Charlotte atmete hörbar aus und sah sich dann nach Minna, ihrer Zofe um. »Wo ist Minna?«, fuhr sie ihre Töchter an.

»Keine Ahnung, Mama, ich habe sie schon lange nicht mehr gesehen.«

»Minna? Minna! Wo steckst du?«

»Herrgott noch mal, Charlotte, kannst du nicht auf deine Bälger aufpassen?« Mit funkelnden Augen starrte Wilhelm seine Frau an.

»Das sind auch deine Bälger, wie du sie nennst.«

Wilhelm musste sich zusammenreißen, damit er nicht losbrüllte. Er wollte sich diese Woche auf keinen Fall versauen lassen. Deshalb schaute er wortlos und mit funkelnden Augen seine Kinder an, eines nach dem anderen, langsam, aber gründlich und alle drei wussten, das verhieß nichts Gutes.

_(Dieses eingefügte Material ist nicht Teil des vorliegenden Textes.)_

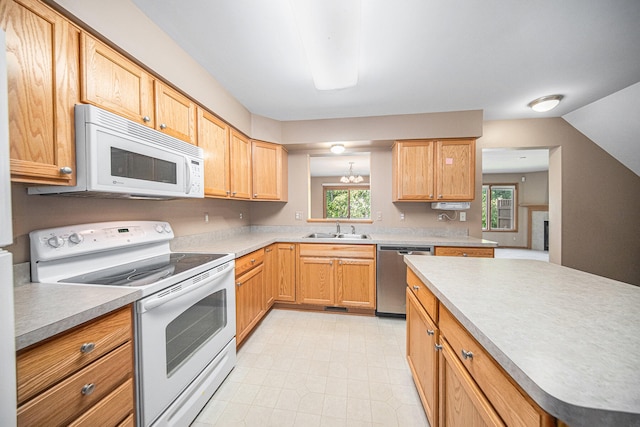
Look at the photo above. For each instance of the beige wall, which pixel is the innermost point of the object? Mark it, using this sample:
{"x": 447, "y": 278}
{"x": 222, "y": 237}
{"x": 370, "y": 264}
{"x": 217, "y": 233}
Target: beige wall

»Also? Was ist hier los? Dorothea? Warum hast du solch eine unordentliche Frisur?«

Dorothea richtete sich auf und traute sich kaum ihren Vater anzuschauen. »Ähm, Max hat mir das Haarband herausgerissen und nun liegt es im See.«

»Und du hast kein zweites mitgenommen?«

»Doch, Minna hat es, aber ich kann Minna nicht finden.«

Wilhelm musste seinen Sohn nur kurz anschauen, der sofort bis zu den Haarwurzeln rot wurde.

»Sohn, hast du mir etwas zu sagen?«

Max schüttelte kaum merklich den Kopf.

»Dann geh‘ und hol Minna, wenn du nicht die nächsten Tage in deinem Zimmer versauern willst!«

Kaum hatte er die Worte ausgesprochen, sauste Max auch schon davon.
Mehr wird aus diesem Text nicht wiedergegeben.